He was first senator to back Trump during the campaign

By EILEEN SULLIVAN and CHAD DAY, Associated Press
Published: November 17, 2016, 9:45pm

WASHINGTON — As one of President-elect Donald Trump’s closest and most consistent allies, Sen. Jeff Sessions is a likely pick for a top post in his administration. But when Sessions faced Senate confirmation for a job 30 years ago, it didn’t go well.

Nominated for a federal judgeship in 1986, Sessions, R-Ala., was dogged by racist comments he was accused of making while serving as U.S. attorney in Alabama. He was said to have called a black assistant U.S. attorney “boy” and the NAACP “un-American” and “communist-inspired.”

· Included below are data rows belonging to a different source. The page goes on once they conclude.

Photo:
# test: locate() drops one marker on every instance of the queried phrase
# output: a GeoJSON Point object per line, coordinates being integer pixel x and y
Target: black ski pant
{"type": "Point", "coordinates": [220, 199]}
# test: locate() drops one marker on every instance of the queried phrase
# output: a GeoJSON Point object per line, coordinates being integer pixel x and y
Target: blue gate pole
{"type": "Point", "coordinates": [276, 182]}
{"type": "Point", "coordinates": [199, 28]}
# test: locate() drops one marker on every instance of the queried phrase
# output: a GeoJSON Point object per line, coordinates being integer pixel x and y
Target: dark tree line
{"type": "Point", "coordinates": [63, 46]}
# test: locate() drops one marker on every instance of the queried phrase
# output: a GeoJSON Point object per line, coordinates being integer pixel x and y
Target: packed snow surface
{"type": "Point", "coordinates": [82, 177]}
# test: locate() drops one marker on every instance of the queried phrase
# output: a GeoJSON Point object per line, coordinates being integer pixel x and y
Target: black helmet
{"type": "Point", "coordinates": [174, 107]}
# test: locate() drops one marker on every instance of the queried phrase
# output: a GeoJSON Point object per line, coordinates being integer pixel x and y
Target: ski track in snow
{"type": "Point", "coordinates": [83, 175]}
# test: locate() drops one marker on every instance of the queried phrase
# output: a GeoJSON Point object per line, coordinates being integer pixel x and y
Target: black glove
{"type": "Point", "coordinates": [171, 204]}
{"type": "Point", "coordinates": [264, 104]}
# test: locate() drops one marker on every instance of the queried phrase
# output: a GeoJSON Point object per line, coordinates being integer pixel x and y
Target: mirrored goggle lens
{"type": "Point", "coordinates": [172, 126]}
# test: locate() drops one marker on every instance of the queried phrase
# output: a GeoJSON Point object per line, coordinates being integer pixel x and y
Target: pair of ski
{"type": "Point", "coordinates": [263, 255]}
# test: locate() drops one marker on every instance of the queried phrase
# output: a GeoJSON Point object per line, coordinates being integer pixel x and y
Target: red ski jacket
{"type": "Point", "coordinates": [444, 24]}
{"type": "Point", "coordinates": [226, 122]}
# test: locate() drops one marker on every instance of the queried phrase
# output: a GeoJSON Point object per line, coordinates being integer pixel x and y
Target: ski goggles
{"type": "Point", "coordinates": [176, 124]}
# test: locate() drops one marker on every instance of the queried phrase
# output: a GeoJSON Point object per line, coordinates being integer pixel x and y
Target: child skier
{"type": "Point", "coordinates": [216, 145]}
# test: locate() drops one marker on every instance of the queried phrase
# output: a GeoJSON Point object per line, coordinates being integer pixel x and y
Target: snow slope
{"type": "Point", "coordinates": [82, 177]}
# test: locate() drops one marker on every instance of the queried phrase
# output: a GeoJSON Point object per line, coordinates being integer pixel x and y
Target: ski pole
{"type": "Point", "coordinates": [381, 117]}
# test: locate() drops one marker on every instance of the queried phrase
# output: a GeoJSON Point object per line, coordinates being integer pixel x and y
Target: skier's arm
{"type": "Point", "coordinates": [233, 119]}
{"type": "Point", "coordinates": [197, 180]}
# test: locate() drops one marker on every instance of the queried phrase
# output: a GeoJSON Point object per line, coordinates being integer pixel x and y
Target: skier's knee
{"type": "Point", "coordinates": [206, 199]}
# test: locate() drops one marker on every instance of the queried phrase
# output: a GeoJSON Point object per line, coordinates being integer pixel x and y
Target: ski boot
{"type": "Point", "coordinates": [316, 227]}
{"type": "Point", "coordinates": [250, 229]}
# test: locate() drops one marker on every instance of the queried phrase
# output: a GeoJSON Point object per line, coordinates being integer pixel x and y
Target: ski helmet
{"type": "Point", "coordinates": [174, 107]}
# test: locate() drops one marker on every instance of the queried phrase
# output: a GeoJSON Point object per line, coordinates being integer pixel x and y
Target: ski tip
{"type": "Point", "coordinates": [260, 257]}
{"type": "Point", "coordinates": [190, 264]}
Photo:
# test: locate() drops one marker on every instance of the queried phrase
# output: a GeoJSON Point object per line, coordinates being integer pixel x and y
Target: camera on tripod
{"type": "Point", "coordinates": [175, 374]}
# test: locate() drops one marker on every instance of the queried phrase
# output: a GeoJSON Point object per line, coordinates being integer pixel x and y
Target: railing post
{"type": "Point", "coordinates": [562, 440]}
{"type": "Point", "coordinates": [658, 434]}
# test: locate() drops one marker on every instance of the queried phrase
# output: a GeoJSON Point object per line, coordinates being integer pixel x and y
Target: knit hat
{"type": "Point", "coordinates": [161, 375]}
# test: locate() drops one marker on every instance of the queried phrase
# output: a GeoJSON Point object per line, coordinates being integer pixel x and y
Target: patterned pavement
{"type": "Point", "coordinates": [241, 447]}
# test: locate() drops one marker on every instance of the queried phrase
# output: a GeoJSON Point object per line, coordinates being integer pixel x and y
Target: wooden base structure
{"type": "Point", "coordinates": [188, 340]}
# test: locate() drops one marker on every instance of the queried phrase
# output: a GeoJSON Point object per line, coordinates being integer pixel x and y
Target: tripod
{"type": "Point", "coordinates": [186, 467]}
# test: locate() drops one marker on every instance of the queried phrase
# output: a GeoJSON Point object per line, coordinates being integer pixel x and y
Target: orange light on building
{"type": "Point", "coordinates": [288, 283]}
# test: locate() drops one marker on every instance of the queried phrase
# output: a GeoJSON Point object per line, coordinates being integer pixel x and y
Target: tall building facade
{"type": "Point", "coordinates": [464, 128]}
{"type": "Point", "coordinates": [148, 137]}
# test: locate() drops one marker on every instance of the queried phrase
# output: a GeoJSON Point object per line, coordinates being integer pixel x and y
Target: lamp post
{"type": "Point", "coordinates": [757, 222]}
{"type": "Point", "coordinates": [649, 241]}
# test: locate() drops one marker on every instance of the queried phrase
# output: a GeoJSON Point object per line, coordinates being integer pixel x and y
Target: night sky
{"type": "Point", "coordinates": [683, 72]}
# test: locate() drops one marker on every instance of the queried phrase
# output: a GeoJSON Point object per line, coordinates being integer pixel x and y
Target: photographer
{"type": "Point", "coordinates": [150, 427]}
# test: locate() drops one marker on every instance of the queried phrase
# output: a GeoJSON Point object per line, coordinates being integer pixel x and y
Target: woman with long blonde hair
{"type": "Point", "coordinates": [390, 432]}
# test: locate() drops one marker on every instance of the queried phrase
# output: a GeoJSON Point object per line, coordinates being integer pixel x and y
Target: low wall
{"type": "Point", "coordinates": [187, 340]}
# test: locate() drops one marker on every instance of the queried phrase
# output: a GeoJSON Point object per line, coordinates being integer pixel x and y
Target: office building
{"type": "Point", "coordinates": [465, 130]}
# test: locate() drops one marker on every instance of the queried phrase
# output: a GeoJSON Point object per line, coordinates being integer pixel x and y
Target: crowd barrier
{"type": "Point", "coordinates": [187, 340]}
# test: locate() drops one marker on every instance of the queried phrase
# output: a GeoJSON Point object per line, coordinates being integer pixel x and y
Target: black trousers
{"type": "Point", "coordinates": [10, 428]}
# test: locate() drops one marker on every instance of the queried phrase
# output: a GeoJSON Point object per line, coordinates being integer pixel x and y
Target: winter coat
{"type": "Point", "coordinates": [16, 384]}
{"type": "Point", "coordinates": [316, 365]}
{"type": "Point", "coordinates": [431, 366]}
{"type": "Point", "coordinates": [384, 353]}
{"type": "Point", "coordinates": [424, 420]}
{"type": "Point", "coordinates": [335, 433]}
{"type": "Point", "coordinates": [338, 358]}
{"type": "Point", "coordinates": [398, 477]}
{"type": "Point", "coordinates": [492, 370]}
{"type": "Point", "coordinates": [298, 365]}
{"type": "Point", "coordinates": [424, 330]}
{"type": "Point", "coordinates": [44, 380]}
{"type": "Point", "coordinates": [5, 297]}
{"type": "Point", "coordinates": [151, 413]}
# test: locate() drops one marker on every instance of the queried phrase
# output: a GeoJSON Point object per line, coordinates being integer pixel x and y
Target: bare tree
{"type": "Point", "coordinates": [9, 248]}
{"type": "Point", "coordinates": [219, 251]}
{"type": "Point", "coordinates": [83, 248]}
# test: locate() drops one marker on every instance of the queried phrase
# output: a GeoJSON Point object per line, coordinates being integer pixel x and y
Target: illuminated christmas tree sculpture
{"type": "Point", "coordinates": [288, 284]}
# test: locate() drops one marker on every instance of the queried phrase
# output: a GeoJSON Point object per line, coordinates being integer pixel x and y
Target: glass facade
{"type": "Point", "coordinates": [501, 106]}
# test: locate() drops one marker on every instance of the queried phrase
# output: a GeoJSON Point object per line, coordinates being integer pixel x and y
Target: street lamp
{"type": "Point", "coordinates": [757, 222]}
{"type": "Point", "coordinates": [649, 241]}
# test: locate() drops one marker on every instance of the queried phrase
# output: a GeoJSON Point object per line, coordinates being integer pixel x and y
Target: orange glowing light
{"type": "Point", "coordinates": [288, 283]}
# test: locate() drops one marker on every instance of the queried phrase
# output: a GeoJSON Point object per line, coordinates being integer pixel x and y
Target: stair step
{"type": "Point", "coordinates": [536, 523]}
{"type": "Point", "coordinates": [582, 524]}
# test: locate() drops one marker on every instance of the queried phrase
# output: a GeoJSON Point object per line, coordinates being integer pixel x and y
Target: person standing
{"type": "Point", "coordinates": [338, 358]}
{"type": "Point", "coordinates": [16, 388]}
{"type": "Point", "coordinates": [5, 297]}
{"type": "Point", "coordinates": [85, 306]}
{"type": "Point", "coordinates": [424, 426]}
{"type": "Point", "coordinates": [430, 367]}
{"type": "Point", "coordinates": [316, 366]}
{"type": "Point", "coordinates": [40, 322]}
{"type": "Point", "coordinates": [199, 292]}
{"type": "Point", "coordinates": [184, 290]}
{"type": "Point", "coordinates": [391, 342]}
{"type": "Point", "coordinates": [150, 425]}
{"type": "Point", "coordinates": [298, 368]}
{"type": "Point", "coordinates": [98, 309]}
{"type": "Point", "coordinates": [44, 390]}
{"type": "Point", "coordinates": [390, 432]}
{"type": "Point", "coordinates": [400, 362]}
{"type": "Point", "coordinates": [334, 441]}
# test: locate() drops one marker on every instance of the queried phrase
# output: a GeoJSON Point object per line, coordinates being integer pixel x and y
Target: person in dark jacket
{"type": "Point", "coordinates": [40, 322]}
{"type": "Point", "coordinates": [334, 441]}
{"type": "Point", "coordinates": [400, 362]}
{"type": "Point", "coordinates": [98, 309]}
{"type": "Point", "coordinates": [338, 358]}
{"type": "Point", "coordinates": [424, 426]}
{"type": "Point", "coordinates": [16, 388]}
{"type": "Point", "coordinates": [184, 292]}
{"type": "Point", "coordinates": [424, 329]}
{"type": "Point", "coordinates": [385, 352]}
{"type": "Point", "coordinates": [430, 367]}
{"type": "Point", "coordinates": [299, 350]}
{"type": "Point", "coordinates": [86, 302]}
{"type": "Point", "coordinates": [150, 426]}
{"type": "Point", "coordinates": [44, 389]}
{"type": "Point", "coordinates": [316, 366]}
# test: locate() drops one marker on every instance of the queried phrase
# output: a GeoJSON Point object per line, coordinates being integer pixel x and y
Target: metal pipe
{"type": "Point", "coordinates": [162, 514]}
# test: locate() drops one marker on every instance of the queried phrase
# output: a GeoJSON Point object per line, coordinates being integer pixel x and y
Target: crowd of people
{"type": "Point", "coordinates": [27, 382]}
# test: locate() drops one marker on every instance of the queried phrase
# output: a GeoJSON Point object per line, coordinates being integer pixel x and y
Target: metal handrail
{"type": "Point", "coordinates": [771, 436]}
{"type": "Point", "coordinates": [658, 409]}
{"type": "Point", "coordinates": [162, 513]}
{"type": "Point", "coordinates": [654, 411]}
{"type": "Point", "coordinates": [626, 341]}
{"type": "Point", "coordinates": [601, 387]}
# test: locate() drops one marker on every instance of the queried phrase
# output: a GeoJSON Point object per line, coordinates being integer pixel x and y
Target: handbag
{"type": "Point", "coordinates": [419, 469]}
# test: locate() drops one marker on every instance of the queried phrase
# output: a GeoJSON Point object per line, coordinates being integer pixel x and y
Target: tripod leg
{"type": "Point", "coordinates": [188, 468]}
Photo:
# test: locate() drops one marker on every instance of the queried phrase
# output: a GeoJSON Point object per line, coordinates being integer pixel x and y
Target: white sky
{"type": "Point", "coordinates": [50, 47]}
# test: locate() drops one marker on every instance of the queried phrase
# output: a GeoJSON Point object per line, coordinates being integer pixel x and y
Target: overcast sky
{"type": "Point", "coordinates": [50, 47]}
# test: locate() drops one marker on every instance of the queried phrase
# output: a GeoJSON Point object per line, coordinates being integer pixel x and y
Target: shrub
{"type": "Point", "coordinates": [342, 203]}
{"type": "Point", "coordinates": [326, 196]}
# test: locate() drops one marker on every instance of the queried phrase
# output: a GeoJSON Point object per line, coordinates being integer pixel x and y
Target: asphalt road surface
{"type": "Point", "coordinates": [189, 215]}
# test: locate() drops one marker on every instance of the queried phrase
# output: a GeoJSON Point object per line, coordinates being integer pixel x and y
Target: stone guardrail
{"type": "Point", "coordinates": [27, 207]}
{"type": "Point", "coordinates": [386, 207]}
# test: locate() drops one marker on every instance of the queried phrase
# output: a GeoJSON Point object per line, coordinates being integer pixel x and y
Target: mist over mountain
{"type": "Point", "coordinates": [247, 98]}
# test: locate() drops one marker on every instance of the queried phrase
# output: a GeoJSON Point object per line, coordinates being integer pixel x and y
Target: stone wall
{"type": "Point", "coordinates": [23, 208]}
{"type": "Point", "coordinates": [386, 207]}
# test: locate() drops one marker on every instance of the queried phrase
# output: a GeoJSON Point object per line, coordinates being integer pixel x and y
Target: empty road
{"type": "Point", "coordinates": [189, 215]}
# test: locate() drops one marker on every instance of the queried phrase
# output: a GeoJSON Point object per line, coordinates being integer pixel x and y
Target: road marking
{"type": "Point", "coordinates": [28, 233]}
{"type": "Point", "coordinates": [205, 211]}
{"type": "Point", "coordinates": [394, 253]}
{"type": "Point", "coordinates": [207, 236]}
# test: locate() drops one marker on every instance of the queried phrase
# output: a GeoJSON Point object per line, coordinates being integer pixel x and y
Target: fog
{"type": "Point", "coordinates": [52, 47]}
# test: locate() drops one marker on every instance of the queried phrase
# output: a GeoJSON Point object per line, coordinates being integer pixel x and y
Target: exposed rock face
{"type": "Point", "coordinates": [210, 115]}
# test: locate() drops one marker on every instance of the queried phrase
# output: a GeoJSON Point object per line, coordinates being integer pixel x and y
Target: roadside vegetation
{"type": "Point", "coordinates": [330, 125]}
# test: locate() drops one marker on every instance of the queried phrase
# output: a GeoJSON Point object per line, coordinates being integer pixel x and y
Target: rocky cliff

Sessions was the first senator to back Trump during the campaign and is an architect of Trump’s immigration, counterterrorism and trade policies. His name has been floated for attorney general and secretary of defense. The Trump transition team released a statement Thursday saying the president-elect is “unbelievably impressed” with Sessions, citing his work as a U.S. attorney and state attorney general in Alabama.

But confirmation, even in a Republican-controlled chamber, is not guaranteed.

Sessions had been confirmed by a GOP-controlled Senate in 1981 to be the U.S. attorney for the Southern District of Alabama.

In 1986, however, his racially charged comments and record on civil rights as a U.S. attorney, which Sessions denied, prevented his nomination as judge from going forward. Sessions later withdrew from consideration, though he went on to become state attorney general and won election to the U.S. Senate in 1996.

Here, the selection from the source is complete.